Many scriptures are misused by Replacement theologians in an attempt to prove that the Church is Israel. The following are just a few of  these, followed by a correct understanding of the passage:


* Lk. 17:20 "The Kingdom of Elohim does not come with observation." a reference to the fact that the Kingdom will come in the twinkling of an eye (see 1Cor. 15:50-52).


* Lk. 17:21 "the Kingdom of Elohim is within you." Yeshua is speaking here to a non believing generation of Jews (Lk. 17:20, 25) and NOT to the Assembly. This passage simply refers to the fact that the Kingdom was being offered to this generation and was being rejected (Lk. 17:25).


* Mk. 9:1 "there are some standing here who will not taste death till they see the Kingdom of Elohim present with power." This quote seems to support the claim that the Kingdom is the Church, however when we examine the quote in its more complete form in its synoptic passage Mt. 16:27-28 which reads: "For the Son of Man will come in the glory of His Father with his angels, and then He will reward each according to his works. Assuredly, I say to you, there are some standing here who shall not taste death till they

see the Son of Man coming in His Kingdom." This appears to be a reference to some of the emissaries having visions of the second coming (such as in the book of Revelation).


* Mt. 16:18-19 "...I will build my church... I will give you the keys of the Kingdom..." Replacement theologians claim that this passage identifies the Church with the Kingdom. It is easier to understand this passage if we first understand its sister passage in Mt. 18:15-18. Both passages discuss a "church" which has the power to "bind" or "loose". Now the terms "bind" and "loose" are Hebrew/Aramaic idiomatic expressions meaning to "permit" or "prohibit" [as in the usage of the Talmud [j.Ber. 5b; 6c; j.San. 28a; b.Ab. Zar. 37a; b.Ned. 62a; b.Yeb. 106a; b.Bets. 2b; 22a; b.Ber. 35a; b.Hag. 3b] and Mt. 18:16 quotes Dt. 19:15 regarding witnesses before the court (Dt. 19:15-21). The topic of Mt. 18 thus appears to be that of the authority to administer courts which permitted or prohibited (as pictured in Acts 15). Now the word "church" here in the Greek is "ekklesia"; in the Hebrew "kahol" and in the Aramaic "edat" all of these words simply mean "assembly" (in fact "ekklesia" is the word used for "assembly" throughout the Septuagint). The word does not always refer to the Body of Messiah, sometimes it refers to a mob (Acts 19:41) sometimes the "assembly" of Israel which is his body (Acts 7:38) and sometimes it can refer to a court (as in Acts 19:39). Since Mt. 18:16 quotes Dt. 19:15 then the assembly spoken of in Mt. 18:17 must be "...the judges who serve in those days." mentioned in Dt. 19:17. Now if the "church" which "binds" and "looses" in Mt. 18:15-18 is a "court" (such as in Acts 7:38) then the same "church" mentioned in Mt. 16:18-19. The "keys of the Kingdom" refers to this legislative authority (See Rev. 3:7 & Is. 22:22).

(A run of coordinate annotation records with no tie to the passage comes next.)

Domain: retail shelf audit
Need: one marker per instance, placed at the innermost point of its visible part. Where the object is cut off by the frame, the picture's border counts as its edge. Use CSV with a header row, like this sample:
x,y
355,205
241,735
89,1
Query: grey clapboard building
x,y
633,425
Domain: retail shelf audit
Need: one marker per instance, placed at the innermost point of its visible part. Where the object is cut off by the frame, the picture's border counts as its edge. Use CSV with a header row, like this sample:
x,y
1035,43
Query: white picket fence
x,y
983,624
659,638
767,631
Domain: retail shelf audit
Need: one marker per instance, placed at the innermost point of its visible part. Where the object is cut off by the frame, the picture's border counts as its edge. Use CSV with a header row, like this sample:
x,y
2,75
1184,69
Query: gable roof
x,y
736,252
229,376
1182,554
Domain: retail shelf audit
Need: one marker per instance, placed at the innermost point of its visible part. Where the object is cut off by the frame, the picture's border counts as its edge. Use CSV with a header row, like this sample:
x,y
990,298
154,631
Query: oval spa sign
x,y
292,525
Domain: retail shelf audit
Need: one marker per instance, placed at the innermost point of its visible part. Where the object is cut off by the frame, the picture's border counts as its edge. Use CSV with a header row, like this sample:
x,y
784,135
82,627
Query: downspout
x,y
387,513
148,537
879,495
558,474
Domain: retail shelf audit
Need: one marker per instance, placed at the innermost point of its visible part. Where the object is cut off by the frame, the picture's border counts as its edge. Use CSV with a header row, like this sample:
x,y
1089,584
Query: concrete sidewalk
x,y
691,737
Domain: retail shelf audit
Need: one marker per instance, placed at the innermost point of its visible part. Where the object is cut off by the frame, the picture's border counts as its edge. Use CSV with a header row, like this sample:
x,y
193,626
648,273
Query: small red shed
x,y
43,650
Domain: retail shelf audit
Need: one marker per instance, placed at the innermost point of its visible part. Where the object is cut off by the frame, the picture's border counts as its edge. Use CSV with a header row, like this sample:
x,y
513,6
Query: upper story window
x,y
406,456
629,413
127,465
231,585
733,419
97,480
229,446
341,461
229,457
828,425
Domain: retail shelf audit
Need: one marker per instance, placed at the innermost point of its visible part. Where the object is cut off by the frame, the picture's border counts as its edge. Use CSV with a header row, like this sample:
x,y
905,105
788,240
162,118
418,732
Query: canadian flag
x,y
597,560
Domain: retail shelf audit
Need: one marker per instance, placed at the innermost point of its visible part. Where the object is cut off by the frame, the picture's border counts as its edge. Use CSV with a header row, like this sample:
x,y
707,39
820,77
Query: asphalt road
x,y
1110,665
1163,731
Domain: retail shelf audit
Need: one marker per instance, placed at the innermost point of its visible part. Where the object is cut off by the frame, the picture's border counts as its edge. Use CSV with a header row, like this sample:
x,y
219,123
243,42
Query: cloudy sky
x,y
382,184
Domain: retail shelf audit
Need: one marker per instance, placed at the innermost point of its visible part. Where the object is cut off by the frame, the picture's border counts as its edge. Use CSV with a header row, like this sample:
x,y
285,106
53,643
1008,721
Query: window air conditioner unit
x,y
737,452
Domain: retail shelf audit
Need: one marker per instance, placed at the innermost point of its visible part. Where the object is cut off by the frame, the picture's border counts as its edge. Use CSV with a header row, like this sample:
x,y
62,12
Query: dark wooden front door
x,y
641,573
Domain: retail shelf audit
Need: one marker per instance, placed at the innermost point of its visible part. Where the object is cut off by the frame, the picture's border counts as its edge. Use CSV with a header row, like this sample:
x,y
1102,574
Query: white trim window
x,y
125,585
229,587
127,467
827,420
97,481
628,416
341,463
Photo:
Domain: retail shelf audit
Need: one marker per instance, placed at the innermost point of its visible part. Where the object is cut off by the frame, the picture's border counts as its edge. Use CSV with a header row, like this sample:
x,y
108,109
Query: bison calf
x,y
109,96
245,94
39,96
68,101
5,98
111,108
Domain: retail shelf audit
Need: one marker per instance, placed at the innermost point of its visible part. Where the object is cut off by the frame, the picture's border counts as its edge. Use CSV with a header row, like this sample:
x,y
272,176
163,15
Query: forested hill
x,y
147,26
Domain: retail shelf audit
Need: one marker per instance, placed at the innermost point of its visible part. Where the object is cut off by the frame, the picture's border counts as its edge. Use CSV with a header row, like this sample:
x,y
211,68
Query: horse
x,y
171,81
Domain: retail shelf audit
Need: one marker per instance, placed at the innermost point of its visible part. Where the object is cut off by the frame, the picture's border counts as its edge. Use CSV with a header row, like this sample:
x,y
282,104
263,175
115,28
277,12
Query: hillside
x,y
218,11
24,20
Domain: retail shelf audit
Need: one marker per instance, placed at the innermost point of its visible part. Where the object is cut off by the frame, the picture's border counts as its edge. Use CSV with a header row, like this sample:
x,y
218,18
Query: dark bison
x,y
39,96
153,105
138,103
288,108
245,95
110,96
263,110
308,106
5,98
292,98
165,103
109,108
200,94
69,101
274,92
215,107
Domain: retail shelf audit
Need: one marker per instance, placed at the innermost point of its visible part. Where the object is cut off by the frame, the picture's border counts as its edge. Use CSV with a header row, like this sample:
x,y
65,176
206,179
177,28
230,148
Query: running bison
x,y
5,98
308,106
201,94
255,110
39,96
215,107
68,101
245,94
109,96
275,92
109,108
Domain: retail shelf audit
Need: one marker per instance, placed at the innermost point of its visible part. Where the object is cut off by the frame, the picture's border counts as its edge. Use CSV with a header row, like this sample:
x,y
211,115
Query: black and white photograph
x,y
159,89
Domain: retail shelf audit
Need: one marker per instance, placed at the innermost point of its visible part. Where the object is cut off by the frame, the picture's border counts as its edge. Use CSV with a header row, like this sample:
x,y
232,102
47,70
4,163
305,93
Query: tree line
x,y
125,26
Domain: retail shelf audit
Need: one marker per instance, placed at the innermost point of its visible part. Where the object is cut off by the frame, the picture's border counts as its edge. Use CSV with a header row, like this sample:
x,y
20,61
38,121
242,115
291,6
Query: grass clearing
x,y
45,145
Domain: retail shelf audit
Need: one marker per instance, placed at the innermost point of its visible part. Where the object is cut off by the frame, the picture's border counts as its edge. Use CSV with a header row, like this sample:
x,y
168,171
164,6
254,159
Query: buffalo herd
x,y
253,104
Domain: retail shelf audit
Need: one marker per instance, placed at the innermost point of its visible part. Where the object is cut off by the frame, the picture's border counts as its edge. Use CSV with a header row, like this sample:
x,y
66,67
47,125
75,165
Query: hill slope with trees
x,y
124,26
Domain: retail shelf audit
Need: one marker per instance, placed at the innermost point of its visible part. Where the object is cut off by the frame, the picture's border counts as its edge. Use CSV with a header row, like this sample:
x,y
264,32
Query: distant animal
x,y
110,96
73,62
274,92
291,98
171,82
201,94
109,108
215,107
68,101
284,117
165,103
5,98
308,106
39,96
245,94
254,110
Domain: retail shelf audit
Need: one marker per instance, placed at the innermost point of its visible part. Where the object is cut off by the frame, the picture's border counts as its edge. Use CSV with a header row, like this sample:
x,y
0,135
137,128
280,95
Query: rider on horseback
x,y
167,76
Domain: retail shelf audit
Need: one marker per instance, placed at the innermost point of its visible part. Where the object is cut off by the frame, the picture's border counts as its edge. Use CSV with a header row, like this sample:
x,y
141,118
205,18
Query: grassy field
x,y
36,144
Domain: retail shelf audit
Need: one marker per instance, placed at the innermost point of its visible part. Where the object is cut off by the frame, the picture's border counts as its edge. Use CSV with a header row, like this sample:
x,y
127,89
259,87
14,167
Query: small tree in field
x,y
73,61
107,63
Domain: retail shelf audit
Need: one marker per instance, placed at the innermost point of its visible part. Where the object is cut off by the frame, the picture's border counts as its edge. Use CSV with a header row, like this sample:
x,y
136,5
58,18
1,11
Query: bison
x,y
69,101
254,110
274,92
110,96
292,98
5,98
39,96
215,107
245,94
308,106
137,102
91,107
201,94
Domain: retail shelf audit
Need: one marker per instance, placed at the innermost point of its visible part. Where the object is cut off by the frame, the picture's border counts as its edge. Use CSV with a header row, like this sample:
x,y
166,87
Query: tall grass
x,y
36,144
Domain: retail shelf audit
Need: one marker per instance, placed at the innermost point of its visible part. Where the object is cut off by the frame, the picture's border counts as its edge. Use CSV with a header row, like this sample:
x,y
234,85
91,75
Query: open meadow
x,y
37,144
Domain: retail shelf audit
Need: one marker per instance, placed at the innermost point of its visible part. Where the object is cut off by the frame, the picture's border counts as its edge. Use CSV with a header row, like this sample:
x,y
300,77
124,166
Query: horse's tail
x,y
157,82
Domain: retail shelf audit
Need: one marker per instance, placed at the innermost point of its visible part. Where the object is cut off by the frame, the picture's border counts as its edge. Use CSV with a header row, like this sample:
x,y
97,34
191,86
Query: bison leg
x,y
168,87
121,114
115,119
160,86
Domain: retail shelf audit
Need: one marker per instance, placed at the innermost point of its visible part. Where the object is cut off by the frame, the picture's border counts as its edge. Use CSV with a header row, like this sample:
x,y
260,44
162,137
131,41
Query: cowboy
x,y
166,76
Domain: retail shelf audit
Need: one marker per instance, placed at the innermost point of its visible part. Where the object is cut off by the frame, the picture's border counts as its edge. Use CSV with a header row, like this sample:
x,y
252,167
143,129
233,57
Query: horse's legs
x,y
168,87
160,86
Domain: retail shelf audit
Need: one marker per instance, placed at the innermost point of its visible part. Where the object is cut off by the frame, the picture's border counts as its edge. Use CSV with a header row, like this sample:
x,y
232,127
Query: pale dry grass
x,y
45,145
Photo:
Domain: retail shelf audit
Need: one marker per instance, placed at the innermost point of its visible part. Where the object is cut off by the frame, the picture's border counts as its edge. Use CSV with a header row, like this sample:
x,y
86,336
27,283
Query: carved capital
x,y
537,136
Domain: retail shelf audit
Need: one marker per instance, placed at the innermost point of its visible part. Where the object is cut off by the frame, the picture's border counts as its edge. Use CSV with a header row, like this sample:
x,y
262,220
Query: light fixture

* Rom. 2:29 "he is a Jew who is one inwardly..." When read in its context this verse simply means that Jews must be circumcised inwardly as well as outwardly. Nothing here states that outward Gentiles are inward Jews.


* Rom. 4:16 (also Gal. 3:7, 29) "Abraham, who is father of us all." This chapter of Romans, taken in context, tells us that Abraham is father of believing Gentiles in that Abraham was a Gentile when he was justified by faith (Rom. 4:3 = Gen. 15:6) long before he was circumcised as the first Jew (Gen. 17; Rom. 4:10-12). This has nothing to do with Gentiles becoming Jews, or the Christian Church becoming Israel.